# ML Wiki

## Regularization

• Regularization is a technique used to address overfitting
• Main idea of regularization is to keep all the features, but reduce magnitude of parameters $\theta$
• It works well when we have a lot of features, each of which contributes a bit to predicting $y$

### Penalization

• Suppose we want to fit $\theta_0 + \theta_1 x_1 + \theta_2 x_2 + \theta_3 x_3 + \theta_4 x_4$
• We want to penalize $\theta_3$ and $\theta_4$ - and make them small
• we modify out cost function $J$:
$J(\theta) = \cfrac{1}{m} \left[ \sum_{i=1}^{m} \text{cost}(h_{\theta}(x^{(i)}), y^{(i)}) + 1000 \cdot \theta_3^2 + 1000 \cdot \theta_4^2 \right]$
• where $1000 \cdot \theta_3^2$ and $1000 \cdot \theta_4^2$ - penalty for using $\theta_3$ and $\theta_4$ respectively
• As a result, we'll have $\theta_3 \approx 0$ and $\theta_4 \approx 0$

So, regularization ensures that values for $\theta_1 ... \theta_n$ are small

• it makes the hypotheses simple
• and less prone to overfitting

## Cost Function

• we have features $x_1, ..., x_m$ - they may be polynomials
• and parameters $\theta_0, \theta_1, ..., \theta_m$

We don't know which parameter to penalize.

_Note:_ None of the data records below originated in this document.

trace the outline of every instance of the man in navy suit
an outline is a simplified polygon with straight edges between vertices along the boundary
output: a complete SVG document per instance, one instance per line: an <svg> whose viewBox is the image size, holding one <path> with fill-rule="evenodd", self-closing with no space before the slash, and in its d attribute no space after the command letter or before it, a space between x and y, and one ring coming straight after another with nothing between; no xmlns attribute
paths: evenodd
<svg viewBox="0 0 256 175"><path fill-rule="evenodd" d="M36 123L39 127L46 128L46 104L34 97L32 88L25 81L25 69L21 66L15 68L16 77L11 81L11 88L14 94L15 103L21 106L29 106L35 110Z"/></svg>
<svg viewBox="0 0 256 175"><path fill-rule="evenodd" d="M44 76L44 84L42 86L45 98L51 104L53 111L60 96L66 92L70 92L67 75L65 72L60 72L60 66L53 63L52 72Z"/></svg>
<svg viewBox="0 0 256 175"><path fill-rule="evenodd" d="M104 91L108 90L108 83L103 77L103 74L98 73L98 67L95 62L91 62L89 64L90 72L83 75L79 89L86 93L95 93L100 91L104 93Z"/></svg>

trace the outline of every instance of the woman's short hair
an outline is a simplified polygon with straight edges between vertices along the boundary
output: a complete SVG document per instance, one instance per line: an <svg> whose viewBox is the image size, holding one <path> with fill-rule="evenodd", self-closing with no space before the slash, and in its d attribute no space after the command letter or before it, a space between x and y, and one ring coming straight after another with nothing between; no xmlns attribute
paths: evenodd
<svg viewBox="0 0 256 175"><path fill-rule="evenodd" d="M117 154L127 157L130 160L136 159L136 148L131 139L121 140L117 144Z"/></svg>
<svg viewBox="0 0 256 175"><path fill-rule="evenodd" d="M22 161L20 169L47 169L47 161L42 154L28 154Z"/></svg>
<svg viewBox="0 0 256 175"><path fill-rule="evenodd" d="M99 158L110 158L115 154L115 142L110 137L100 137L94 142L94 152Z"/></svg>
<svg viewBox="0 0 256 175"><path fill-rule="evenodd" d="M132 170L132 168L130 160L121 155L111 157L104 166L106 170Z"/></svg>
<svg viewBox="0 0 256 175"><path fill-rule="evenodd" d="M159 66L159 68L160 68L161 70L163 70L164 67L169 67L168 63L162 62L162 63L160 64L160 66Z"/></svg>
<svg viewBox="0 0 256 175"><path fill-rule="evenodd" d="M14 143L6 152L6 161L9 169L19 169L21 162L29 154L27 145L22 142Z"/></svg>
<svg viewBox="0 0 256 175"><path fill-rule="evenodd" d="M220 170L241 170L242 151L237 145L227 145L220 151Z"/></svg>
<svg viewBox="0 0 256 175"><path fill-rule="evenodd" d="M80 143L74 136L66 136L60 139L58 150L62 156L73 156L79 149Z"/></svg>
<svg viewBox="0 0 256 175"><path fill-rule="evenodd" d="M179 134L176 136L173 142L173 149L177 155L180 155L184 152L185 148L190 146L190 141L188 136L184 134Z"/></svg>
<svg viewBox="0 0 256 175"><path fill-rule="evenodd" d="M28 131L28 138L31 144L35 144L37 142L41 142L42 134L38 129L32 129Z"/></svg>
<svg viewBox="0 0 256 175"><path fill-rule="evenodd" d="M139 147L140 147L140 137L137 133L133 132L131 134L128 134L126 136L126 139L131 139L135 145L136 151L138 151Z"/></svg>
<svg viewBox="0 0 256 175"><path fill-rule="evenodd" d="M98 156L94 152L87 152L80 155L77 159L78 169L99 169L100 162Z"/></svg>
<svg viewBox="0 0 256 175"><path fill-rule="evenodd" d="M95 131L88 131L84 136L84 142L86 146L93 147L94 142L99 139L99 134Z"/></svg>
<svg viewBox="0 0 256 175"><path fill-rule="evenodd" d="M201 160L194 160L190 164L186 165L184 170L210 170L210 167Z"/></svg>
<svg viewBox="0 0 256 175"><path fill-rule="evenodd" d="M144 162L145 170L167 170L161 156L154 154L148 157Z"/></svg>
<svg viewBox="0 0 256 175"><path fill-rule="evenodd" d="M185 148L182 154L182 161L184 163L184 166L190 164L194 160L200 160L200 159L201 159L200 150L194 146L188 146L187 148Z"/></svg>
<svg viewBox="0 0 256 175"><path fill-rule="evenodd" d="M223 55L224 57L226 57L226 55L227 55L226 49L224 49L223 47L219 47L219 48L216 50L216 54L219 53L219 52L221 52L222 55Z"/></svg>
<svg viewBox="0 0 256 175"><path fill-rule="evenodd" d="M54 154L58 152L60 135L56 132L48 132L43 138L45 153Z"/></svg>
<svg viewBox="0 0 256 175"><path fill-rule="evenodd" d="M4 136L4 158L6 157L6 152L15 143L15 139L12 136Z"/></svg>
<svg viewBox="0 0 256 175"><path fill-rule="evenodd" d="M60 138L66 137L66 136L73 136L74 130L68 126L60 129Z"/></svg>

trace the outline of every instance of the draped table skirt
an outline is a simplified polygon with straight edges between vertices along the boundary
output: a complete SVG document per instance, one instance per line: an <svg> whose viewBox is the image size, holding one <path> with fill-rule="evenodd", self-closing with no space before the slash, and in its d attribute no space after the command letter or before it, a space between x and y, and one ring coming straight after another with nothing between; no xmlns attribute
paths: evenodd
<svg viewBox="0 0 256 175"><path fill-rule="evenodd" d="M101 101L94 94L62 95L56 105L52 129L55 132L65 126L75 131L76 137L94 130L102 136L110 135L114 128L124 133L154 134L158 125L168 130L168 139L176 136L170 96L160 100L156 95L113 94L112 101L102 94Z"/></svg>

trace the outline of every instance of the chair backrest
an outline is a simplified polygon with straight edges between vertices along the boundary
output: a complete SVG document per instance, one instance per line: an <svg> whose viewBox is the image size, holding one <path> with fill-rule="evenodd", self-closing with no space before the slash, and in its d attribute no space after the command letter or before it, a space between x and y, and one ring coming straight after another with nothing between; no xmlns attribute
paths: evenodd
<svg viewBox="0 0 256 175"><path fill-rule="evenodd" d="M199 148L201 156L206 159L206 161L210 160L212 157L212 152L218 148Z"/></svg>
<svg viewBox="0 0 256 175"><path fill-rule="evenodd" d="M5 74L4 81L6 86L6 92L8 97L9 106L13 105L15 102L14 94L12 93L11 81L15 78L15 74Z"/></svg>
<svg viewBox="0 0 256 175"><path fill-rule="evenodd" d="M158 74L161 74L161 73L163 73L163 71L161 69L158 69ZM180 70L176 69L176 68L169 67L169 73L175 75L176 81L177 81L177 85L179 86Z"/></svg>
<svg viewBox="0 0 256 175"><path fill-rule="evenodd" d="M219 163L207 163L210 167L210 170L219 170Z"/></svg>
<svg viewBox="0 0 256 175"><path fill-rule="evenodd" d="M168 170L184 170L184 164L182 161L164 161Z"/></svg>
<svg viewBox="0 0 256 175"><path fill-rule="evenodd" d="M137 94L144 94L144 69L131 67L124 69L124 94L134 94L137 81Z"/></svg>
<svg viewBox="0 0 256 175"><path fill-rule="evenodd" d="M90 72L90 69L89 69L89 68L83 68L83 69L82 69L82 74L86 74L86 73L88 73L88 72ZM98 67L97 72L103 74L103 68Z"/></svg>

Here is our cost function $J$ with regularization:

• $J(\theta) = \cfrac{1}{m} \left[ \sum_{i=1}^{m} \text{cost}(h_{\theta}(x^{(i)}), y^{(i)}) + \lambda \sum_{j = 1}^{n} \theta_j^2 \right]$
• In the cost function we include the penalty for all $\theta$s
• we typically don't penalize $\theta_0$, only $\theta_1, ..., \theta_n$
• $\lambda$ is called regularization parameter

## Regularization Parameter $\lambda$

When we find the optimum for our cost function $J$ we have two goals:

• we would like to fit the training data well
• 1st term of the expression reflects that:
• $\sum_{i=1}^{m} (\text{cost}(h_{\theta}(x^{(i)})), y^{(i)})$
• we want to keep the parameters small
• 2nd term ensures that:
• $\lambda \sum_{j = 1}^{n} \theta_j^2$

$\lambda$ is the paramenter that controls the trade-off between these two goals

• We need to choose $\lambda$ carefully
• large $\lambda$ will lead to underfitting (we'll end up with $h_{\theta}(x) \approx \theta_0$ )

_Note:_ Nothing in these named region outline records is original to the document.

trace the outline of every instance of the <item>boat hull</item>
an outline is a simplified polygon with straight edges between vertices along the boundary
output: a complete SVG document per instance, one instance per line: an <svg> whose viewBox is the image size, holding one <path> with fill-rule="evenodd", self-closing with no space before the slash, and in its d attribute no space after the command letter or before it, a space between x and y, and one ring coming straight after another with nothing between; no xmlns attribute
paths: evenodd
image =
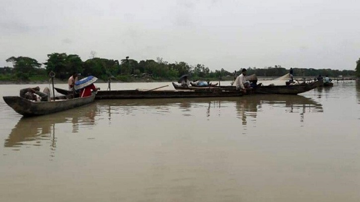
<svg viewBox="0 0 360 202"><path fill-rule="evenodd" d="M251 93L255 94L279 94L288 95L296 95L305 92L312 90L317 87L320 86L322 84L320 81L315 81L310 83L302 84L300 85L269 85L260 86L254 88L251 91ZM175 83L172 83L174 87L176 89L208 89L209 90L216 91L219 89L226 89L229 91L236 91L236 87L234 86L223 86L214 87L204 88L202 87L183 87L177 85Z"/></svg>
<svg viewBox="0 0 360 202"><path fill-rule="evenodd" d="M95 99L144 99L241 96L240 91L222 90L99 91Z"/></svg>
<svg viewBox="0 0 360 202"><path fill-rule="evenodd" d="M334 83L332 82L324 82L323 85L323 86L324 87L332 87L334 86Z"/></svg>
<svg viewBox="0 0 360 202"><path fill-rule="evenodd" d="M67 110L94 101L95 95L85 98L48 102L33 102L19 96L4 96L5 102L25 117L43 115Z"/></svg>

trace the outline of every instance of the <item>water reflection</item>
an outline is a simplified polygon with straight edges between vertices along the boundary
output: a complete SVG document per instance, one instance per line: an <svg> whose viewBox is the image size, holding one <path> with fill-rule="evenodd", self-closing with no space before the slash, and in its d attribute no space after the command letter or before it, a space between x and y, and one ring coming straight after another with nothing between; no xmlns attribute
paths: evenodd
<svg viewBox="0 0 360 202"><path fill-rule="evenodd" d="M50 140L50 149L55 151L56 132L58 130L64 132L64 129L67 127L60 124L71 124L72 133L77 133L79 125L87 128L95 124L96 110L96 105L92 104L49 115L21 118L11 130L8 137L5 139L4 146L41 146Z"/></svg>
<svg viewBox="0 0 360 202"><path fill-rule="evenodd" d="M310 98L301 95L256 95L244 96L236 103L237 117L243 125L247 123L247 119L253 118L255 122L258 111L262 111L264 106L270 108L284 108L285 112L298 113L300 121L303 122L304 114L308 112L323 112L321 104Z"/></svg>
<svg viewBox="0 0 360 202"><path fill-rule="evenodd" d="M241 97L109 100L102 100L97 104L99 111L106 111L108 114L110 123L112 114L128 115L142 111L144 113L166 115L172 112L173 109L171 108L174 107L179 109L184 116L198 116L198 114L192 111L203 108L206 117L209 118L214 116L214 113L220 116L222 112L225 111L223 109L221 110L223 107L234 106L236 117L242 120L243 125L247 124L247 119L249 118L255 121L258 112L262 111L265 105L272 108L284 108L285 112L298 113L300 122L303 121L304 115L307 111L323 112L321 104L300 95L255 95ZM216 109L216 112L212 111L212 109Z"/></svg>
<svg viewBox="0 0 360 202"><path fill-rule="evenodd" d="M356 81L356 97L358 103L360 104L360 80Z"/></svg>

Say we want to fit $h_{\theta}(x) = \theta_0 + \theta_1 x + ... + \theta_4 x^4$

• (a) If $\lambda$ if large (say $\lambda = 10000$), all $\theta$ are penalized and $\theta_1 \approx \theta_2 \approx ... \approx 0$, $h_{\theta}(x) \approx \theta_0$
• (b) if $\lambda$ is intermediate, we fit well
• (c) if $\lambda$ is small (close to 0) we fit too well, i.e. we overfit

To find the best value for this parameter, Model Selection techniques can be used. For example, Cross-Validation

## Usage

### Regularized Linear Regression

When we use Gradient Descent (or other optimization technique), we have the following algorithm:

• repeat:
• for all $j$
• $\theta_j = \theta_j - \cfrac{\partial}{\partial \theta_j} J(\theta)$

Because we have changed the $J(\theta)$ by adding the regularization term, we need to change the partial derivatives of $J(\theta)$. So the algorithm now looks as follows:

• repeat
• $\theta_0 = \theta_0 - \cfrac{\alpha}{m} \sum (h_{\theta}(x^{(i)}) - y^{(i)}) x_0^{(i)}$ // no change for $\theta_0$
• $\theta_j = \theta_j - \alpha \left[ \cfrac{1}{m} \sum (h_{\theta}(x^{(i)}) - y^{(i)}) x_0^{(i)} + \cfrac{\lambda}{m} \theta_j \right]$

Or we can rewrite the last one as: $\theta_j = \theta_j \left(1 - \alpha \cfrac{\lambda}{m} \right) - \cfrac{\alpha}{m} \sum (h_{\theta}(x^{(i)}) - y^{(i)}) x_0^{(i)}$

#### Normal Equation

We have the following input:

• $X = \left[\begin{matrix} ... (x^{(1)})^T ... \\ ... \\ ... (x^{(m)})^T ... \end{matrix} \right] \in \mathbb{R}^{m \times (n + 1)}$
• $y = \left[\begin{matrix} y_1 \\ \vdots \\ y_m \end{matrix} \right] \in \mathbb{R}^{m}$

We find $\theta$ by calculating $\theta = (X^T X + \lambda E^*)^{-1} \cdot X^T \cdot y$

• where $E^* \in \mathbb{R}^{(n + 1) \times (n + 1)}$
• and $E$ is almost identity matrix (1s on the main diagonal, the rest is 0s), except that the very first element is 0
• i.e. for $n = 2$ : $\left[\begin{matrix} 0 & 0 & 0 \\ 0 & 1 & 0 \\ 0 & 0 & 1 \\ \end{matrix} \right]$
• $(X^T X + \lambda E^*)$ is always invertible

### Regularized Logistic Regression

$J_{\text{old}}(\theta) = - \cfrac{1}{m} \sum \left[ y \cdot \log(h_{\theta}(x)) + (1 - y) \cdot \log(1 - h_{\theta}(x)) \right]$
• We need to modify it to penalize $\theta_1, ..., \theta_n$:
$J(\theta) = J_{\text{old}}(\theta) + \cfrac{\lambda}{2m} \sum_{j = 1}^{n} \theta_j^2$

Similarly, for Gradient Descent we have

• repeat
• $\theta_0 = \theta_0 - \cfrac{\alpha}{m} \sum (h_{\theta}(x^{(i)}) - y^{(i)}) x_0^{(i)}$ // no change for $\theta_0$
• $\theta_j = \theta_j - \alpha \left[ \cfrac{1}{m} \sum (h_{\theta}(x^{(i)}) - y^{(i)}) x_0^{(i)} + \cfrac{\lambda}{m} \theta_j \right]$